My heart pounds a little harder.
How can one person look this good, smell this good, feel this good?
I have no answers.
We reach the justice of the peace, and I breathe a quiet sigh of relief as we fan to opposite sides—me with the groom, her with the bride.
Thank fuck for the ceremony.
The vows and promises will take my mind off the sensory overload in my body.
But that’s easier said than done.
As the justice of the peace speaks, my mind wanders, tripping back in time, making a few quick stops along the way at the LGO Excellence in Sports Awards Gala last year, at the Sports Network Awards the year before, at a local hospital’s big fundraiser for pediatric cancer a few years back. All these events where I’ve chatted with her, shared a joke or a drink.

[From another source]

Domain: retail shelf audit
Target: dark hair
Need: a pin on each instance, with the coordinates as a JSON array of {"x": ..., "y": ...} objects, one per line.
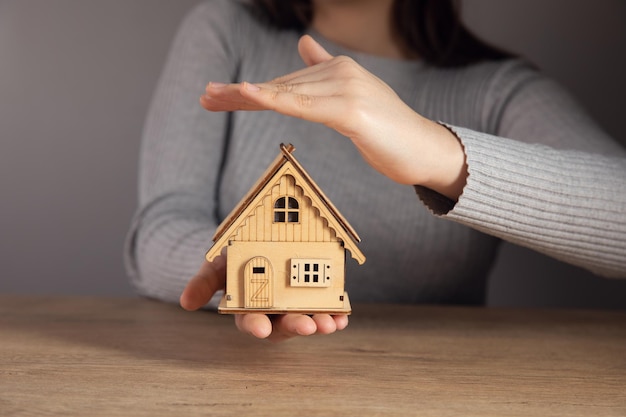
[{"x": 429, "y": 29}]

The images of us laughing flicker before me.
As the justice of the peace talks about Eric and Mariana, my mind stretches further, reaches further into the past, landing on Nadia’s senior prom.
I’d just come home from college at the end of my sophomore year to find her going to the dance with Charlie Duncan, a senior too, captain of the debate team and one of those guys who looked like he’d be cast as the best friend in a Netflix Christmas special.